Provisional Unlawful Presence Waiver » Form I-601A

This article offers a detail description of Form I-601A which allows individuals to apply for the provisional unlawful waiver


Form I-601A: Application for Provisional Unlawful Presence Waiver

The USCIS finally released its Form I-601A allowing individuals to apply for the provisional unlawful presence waiver.

This new six-page form is critical to individuals going through the immigration process who may possibly be subject to a three- or ten-year ban from entering the U.S. due to accruing time in the country without proper legal status. U.S. citizen immediate relative family members who apply for the waiver can now know whether it is approved in the United States, alleviating lengthy wait times outside of the U.S.
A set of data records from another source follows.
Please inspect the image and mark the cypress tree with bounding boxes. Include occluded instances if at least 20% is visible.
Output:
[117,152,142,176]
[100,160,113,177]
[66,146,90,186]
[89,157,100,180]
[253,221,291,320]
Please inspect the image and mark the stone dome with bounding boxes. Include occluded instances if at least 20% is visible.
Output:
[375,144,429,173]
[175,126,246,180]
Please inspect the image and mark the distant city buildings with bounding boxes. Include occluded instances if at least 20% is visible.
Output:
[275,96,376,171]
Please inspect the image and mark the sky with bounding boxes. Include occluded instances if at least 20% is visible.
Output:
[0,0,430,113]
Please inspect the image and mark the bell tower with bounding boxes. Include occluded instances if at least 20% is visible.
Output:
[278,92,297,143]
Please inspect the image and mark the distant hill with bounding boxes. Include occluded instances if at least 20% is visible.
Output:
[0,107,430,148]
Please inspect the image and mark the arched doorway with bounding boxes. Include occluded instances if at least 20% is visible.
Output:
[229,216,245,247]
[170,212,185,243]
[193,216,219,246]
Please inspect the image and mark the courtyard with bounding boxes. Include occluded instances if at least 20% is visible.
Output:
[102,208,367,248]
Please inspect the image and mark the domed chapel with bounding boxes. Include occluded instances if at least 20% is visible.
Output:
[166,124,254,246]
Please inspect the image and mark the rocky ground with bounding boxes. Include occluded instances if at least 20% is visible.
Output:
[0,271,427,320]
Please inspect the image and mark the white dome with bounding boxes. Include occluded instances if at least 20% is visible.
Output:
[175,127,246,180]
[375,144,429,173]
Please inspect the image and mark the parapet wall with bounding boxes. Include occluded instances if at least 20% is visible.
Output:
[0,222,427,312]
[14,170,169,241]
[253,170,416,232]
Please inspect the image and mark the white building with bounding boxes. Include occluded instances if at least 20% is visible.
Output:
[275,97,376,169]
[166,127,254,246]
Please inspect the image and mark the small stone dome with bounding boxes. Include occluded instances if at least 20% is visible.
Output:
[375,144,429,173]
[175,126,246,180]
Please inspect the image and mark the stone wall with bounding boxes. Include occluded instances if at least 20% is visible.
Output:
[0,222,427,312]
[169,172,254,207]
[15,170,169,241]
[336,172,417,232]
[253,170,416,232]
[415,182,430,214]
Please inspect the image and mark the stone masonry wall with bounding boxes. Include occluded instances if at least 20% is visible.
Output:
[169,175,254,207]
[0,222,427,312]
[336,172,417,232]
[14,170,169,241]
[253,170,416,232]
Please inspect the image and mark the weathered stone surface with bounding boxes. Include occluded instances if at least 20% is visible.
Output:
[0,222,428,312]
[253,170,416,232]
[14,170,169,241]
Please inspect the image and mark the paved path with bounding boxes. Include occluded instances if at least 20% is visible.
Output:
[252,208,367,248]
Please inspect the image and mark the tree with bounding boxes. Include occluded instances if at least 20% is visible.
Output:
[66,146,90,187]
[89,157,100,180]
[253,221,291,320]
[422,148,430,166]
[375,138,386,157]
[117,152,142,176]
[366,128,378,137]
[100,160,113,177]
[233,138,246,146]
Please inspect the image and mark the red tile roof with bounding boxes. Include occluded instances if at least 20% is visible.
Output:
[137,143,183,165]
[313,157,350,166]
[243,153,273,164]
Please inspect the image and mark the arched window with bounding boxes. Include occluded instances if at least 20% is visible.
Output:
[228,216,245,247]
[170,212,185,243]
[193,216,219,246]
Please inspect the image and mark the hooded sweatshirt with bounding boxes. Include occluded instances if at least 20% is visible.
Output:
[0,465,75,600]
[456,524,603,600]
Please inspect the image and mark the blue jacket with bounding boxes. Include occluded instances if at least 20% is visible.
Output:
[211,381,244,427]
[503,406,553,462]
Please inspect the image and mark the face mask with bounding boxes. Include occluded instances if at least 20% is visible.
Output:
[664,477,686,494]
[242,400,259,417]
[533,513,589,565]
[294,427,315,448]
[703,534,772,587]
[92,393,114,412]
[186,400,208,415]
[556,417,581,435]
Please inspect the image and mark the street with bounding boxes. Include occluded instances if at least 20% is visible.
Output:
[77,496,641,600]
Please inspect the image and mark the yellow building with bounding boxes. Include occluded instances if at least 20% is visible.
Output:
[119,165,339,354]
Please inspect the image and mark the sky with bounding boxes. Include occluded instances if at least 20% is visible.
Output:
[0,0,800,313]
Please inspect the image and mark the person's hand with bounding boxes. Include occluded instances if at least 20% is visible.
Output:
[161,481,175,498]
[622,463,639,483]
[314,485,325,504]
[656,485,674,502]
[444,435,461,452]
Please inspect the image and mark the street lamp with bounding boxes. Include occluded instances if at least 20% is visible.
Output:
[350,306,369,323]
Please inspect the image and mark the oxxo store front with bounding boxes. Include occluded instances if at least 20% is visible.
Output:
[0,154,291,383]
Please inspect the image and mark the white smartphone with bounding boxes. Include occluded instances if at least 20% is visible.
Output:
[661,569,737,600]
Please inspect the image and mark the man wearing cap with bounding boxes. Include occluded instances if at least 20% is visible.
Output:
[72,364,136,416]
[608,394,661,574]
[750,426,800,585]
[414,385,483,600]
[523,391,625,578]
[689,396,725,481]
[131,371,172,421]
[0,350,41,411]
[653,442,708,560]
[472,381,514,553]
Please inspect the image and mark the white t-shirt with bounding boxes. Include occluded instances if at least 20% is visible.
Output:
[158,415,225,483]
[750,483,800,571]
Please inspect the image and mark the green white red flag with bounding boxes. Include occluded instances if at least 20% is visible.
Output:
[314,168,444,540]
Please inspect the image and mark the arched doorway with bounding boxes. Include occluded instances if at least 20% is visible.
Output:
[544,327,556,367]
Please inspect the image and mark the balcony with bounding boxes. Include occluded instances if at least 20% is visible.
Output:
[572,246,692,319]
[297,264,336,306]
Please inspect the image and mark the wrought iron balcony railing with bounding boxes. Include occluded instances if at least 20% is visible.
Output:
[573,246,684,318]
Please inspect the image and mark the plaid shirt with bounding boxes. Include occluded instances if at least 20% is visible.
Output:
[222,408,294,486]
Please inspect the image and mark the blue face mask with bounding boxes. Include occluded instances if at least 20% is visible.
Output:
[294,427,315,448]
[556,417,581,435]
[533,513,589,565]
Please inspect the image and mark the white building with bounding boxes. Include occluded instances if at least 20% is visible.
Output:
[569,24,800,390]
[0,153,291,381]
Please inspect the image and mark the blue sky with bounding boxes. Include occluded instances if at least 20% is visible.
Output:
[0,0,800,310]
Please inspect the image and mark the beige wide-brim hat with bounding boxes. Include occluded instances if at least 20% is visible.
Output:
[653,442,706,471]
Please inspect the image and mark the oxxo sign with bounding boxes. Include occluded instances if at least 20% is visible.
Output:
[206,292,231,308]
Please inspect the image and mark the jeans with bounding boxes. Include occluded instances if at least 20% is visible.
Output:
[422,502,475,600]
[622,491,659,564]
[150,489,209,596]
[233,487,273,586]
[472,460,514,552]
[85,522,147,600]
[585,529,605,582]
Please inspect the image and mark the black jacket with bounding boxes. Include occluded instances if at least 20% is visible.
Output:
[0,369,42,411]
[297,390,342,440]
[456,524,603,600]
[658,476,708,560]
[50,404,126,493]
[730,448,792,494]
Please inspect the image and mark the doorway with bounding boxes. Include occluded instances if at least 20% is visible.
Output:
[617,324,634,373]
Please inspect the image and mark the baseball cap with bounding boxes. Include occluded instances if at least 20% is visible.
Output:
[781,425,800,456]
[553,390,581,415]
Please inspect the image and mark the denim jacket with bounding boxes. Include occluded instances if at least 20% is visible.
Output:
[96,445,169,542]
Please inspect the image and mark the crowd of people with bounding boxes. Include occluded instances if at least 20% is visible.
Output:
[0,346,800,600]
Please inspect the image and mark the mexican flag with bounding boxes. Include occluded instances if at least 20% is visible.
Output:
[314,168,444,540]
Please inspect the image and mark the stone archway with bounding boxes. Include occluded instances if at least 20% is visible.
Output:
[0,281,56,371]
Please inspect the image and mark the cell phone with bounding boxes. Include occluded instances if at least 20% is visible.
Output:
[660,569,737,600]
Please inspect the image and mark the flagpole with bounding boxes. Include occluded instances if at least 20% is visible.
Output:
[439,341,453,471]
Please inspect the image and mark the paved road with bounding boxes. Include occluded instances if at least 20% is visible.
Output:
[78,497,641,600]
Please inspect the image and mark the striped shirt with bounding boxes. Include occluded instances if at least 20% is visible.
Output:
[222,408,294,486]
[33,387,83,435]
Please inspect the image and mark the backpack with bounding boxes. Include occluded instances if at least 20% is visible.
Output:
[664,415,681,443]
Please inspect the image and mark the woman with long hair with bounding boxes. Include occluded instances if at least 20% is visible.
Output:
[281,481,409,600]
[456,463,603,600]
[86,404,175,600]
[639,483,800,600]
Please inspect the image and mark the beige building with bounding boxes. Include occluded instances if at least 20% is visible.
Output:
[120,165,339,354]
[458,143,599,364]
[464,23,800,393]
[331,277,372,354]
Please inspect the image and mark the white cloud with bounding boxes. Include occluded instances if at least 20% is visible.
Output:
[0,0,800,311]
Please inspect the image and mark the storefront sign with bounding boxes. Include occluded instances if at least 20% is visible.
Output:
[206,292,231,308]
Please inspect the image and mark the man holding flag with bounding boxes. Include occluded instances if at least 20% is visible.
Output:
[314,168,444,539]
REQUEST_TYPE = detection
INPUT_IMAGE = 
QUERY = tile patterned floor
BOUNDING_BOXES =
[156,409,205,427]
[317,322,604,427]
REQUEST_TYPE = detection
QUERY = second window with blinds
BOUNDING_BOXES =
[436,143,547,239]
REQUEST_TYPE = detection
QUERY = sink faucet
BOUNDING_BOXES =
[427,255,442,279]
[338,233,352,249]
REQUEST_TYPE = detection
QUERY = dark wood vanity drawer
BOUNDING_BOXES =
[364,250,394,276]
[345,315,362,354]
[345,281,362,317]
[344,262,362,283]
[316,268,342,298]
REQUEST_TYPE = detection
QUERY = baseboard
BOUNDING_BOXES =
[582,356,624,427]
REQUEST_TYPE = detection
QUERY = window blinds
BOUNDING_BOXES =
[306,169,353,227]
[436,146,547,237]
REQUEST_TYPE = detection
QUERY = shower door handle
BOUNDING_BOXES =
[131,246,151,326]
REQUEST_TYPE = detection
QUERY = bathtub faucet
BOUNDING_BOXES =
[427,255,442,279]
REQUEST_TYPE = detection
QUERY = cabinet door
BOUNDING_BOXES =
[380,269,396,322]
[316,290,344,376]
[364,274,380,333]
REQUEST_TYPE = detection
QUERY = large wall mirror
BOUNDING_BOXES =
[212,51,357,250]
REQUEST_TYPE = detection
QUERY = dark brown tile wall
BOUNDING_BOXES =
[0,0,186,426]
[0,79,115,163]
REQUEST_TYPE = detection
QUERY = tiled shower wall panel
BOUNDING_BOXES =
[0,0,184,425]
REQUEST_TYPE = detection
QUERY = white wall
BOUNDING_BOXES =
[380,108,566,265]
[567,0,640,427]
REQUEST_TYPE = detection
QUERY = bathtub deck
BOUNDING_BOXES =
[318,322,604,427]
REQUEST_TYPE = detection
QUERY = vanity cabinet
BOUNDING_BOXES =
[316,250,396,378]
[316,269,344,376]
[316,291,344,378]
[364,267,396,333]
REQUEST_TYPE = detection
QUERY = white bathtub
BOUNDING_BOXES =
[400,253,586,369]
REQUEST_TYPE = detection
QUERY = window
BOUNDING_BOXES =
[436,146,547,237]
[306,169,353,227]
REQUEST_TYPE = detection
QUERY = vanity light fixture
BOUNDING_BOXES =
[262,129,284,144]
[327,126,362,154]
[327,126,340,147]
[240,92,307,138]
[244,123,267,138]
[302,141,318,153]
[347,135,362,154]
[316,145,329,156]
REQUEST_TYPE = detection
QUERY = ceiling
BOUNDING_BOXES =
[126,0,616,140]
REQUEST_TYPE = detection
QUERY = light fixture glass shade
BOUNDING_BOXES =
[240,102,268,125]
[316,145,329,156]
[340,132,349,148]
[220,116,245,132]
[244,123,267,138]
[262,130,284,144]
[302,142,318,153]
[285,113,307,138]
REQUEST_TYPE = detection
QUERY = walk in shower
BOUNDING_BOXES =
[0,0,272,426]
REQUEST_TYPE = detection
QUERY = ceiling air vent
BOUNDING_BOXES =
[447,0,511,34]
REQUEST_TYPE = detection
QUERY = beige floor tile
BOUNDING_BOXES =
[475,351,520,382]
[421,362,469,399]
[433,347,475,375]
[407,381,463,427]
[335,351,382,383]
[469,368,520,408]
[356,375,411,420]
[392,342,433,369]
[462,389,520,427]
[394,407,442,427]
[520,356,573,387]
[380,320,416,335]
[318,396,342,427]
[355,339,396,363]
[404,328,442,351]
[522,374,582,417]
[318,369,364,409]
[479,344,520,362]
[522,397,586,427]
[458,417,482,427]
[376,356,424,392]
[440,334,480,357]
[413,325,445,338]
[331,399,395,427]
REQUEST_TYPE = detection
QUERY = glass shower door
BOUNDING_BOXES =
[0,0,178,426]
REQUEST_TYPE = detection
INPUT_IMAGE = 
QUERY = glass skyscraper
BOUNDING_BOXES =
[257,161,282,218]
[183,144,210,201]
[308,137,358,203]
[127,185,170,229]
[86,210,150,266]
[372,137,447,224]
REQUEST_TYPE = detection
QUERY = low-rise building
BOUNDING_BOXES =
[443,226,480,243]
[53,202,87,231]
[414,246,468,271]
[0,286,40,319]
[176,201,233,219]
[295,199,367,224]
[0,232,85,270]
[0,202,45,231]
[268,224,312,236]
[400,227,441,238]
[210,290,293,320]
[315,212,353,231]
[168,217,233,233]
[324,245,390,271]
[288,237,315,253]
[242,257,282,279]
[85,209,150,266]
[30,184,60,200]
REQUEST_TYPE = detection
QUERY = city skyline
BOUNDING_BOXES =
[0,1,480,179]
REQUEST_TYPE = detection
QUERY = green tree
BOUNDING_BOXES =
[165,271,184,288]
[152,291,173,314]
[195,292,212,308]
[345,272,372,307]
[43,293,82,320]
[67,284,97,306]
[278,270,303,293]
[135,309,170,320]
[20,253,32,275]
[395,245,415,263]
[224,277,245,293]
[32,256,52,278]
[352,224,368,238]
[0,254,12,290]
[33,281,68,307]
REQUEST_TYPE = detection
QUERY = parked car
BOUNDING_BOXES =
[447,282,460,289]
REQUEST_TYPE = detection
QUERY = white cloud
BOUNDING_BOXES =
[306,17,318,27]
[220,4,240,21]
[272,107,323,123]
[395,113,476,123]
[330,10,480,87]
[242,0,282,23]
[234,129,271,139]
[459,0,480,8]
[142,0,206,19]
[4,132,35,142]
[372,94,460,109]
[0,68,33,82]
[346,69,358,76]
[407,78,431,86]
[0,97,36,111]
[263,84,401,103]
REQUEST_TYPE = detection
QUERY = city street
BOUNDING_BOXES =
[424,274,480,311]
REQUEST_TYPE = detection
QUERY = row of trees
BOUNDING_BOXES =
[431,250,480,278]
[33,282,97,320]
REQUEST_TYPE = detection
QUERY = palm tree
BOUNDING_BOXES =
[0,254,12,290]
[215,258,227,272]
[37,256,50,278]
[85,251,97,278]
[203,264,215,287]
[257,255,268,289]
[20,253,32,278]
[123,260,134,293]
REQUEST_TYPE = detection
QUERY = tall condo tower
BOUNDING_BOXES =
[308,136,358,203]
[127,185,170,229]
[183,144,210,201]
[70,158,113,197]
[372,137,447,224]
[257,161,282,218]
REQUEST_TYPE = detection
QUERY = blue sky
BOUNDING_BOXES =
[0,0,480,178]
There are four substantive portions of this form:

  • Part 1: Information About Applicant. This part is fairly straightforward as you just enter information like your A-number, Social Security number, full name, address, and contact information. You will also need to enter your country of citizenship and information regarding your last entry to the U.S. Some sticking points could be listing your immigration status during your last entry to the U.S. as well as any criminal history.
  • Part 2: Information About Immediate Relative Petition. You will have to enter information about an approved immediate relative petition (Form I-130 or I-360) and related immigration visa application. Without an approved immigrant visa petition, you may not be eligible for the waiver.
  • Part 3: Information About Qualifying Relative. You need to provide information about a U.S. citizen spouse or parent who would experience extreme hardship if you are denied. Without a qualifying relative, you will not be eligible for the waiver.
  • Part 4: Statement from Applicant. This is the critical section where you have to explain to the USCIS why your hardship waiver application should be approved. You should explain in detail reasons for the extreme hardship and detail how your family members will suffer. Examples of hardship may include medical reasons, severe psychological conditions, financial, a disruption in education and adverse country conditions. You should be as specific as possible and you must remember that you have to prove an “extreme” hardship.